Every day you keep a bad hire aboard costs the company money, time, leads and many selling opportunities. Don’t let your staff keep you prisoner. Look at the numbers. Make your decision based on their productivity and on the facts, not on your emotions.
One of the hardest parts about being the manager is letting someone go. In all of my global travels; regardless of the culture or the company, I have yet to run into the manager who tells me, “Yes, I can’t wait to fire someone next! I love terminating people!”
Instead of asking, “What’s best for me” or “What’s best for the salesperson,” ask yourself, “What’s the best decision for the company?” The answer you come up with is typically best for all parties involved.
2. Letting Them Go Too Quickly
If you’re expecting a new salesperson to produce immediate results without any conscious effort as well as training or coaching on your part, chances are, you’re hiring from need rather than from choice or you haven’t taken the time to develop a reasonable onboarding process or barometer for acceptable performance.
What established onboarding process do you follow to ensure the success of every new hire?
If you don’t have the time, mindset or patience to let them grow or to put these systems in place, you may wind up firing a salesperson that, in the long run, may have been your top producer.
But before you make the decision to let someone go, look in the mirror and ask yourself, “Have I done everything in my power to try and make this person successful?” If the answer is “Yes,” it’s time to move on to more promising candidates.
Unfortunately, this question is often subjective. That is, managers don’t often know what they don’t even know. Said a different way, when coaching managers, quite often, when a manager says, “I’ve tried everything” What they’re really saying is “I’ve tried everything that I know within my bandwidth of knowledge, skill and experience.”
Subsequently, after completing my two day management coach training program, the majority of managers experience that epiphanie moment. That is, “Wow, I thought I was developing and coaching my team but after this course, I realized that what I was doing wasn’t coaching. Instead, it was more about managing around my agenda and coaching in my own image; pushing my own expectations during each conversation.”
How Frequently Should You Evaluate Your Staff?

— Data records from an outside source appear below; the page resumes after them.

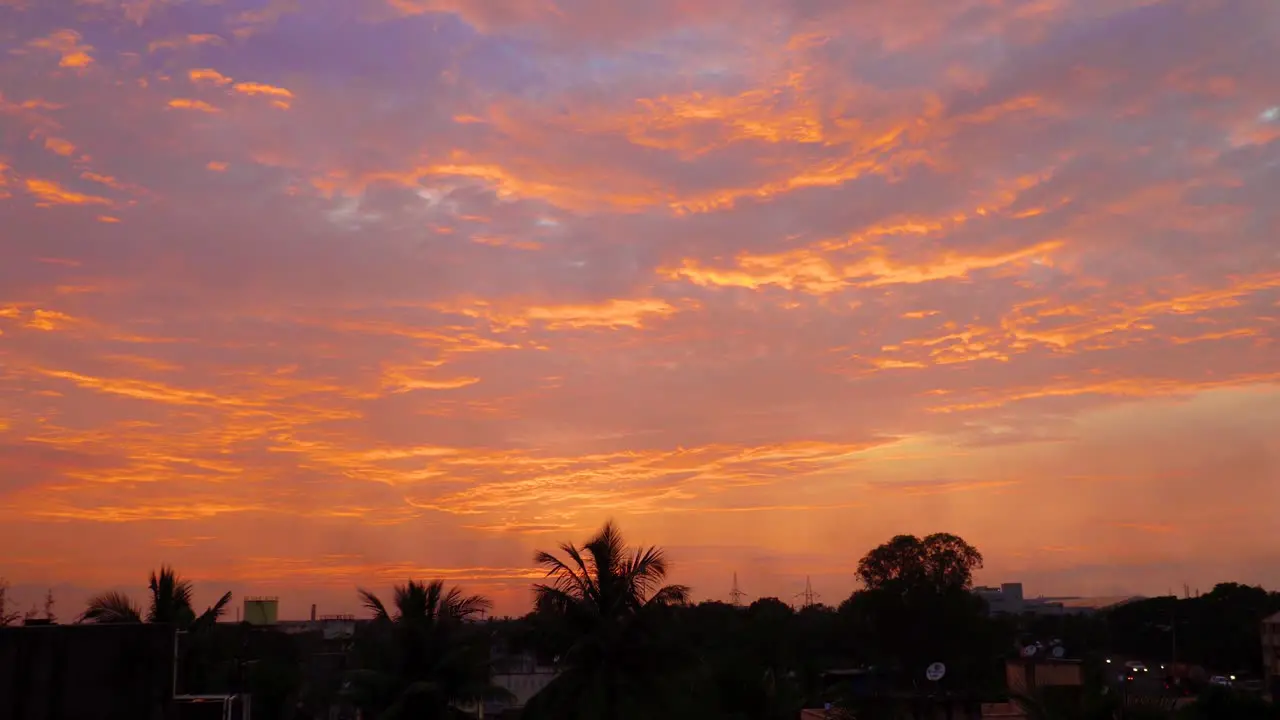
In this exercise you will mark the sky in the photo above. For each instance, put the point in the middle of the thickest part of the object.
(305, 295)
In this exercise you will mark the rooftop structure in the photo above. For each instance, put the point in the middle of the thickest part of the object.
(1009, 600)
(1271, 654)
(261, 610)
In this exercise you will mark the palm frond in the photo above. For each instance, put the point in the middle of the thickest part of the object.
(112, 607)
(670, 595)
(170, 596)
(214, 611)
(466, 606)
(371, 602)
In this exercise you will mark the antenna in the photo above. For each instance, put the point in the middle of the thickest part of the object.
(808, 595)
(736, 595)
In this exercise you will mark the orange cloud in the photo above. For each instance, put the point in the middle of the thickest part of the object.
(608, 314)
(208, 74)
(184, 41)
(59, 146)
(813, 272)
(50, 192)
(188, 104)
(283, 96)
(67, 42)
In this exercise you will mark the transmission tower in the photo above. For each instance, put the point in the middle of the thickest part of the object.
(808, 596)
(736, 595)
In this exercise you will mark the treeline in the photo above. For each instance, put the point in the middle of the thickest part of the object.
(627, 645)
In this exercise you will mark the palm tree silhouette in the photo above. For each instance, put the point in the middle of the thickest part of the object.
(611, 604)
(170, 604)
(421, 659)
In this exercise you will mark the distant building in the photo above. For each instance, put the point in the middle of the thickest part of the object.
(1271, 654)
(87, 671)
(1005, 600)
(1025, 675)
(1009, 600)
(261, 610)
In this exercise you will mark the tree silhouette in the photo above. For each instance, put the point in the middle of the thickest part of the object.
(7, 616)
(420, 659)
(937, 563)
(169, 602)
(611, 605)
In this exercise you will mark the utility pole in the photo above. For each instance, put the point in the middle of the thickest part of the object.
(808, 595)
(736, 595)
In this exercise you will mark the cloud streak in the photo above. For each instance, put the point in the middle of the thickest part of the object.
(416, 286)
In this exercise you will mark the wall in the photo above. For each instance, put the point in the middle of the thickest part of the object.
(86, 673)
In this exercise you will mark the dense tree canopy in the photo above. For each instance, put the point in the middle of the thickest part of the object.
(937, 563)
(629, 646)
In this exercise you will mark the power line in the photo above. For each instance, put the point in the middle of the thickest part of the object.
(809, 596)
(736, 595)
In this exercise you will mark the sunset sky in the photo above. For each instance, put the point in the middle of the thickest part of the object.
(304, 295)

Aside from staff meetings or one on one coaching sessions with each employee, some companies hold year-end reviews. The problem is, unless you are continually checking in and meeting with your staff throughout the year, and keeping your finger on the pulse of every one of your direct reports, the year end review is often the first time that both the employee and employer get to share their wins as well as their challenges.
A client of mine recently shared their concern about Jon, one of their salespeople. During Jon’s year end review, they uncovered some key issues that have compromised Jon’s performance throughout the year; issues that could have easily been eliminated with additional training.
If only they had conducted their employee review on a more frequent basis, they could have recognized and eliminated this problem that not only compounded over the year but cost the company money, new business and countless hours in salvaging this employee. And if they lost this employee, it would have cost the company even more time and money to refill this position.
Mitigating Problems Through Consistent Coaching
Frequent reviews, compounded with ongoing coaching throughout the year, make it possible to turn a year-long problem into a minor week-long concern. Problems, like cancer, can metastasize. Checking the pulse of your direct reports on a consistent basis allows you to handle the little problems before they become the big problems that could have been avoided in the first place, allowing you to focus on what is most important. That is, making your people more valuable.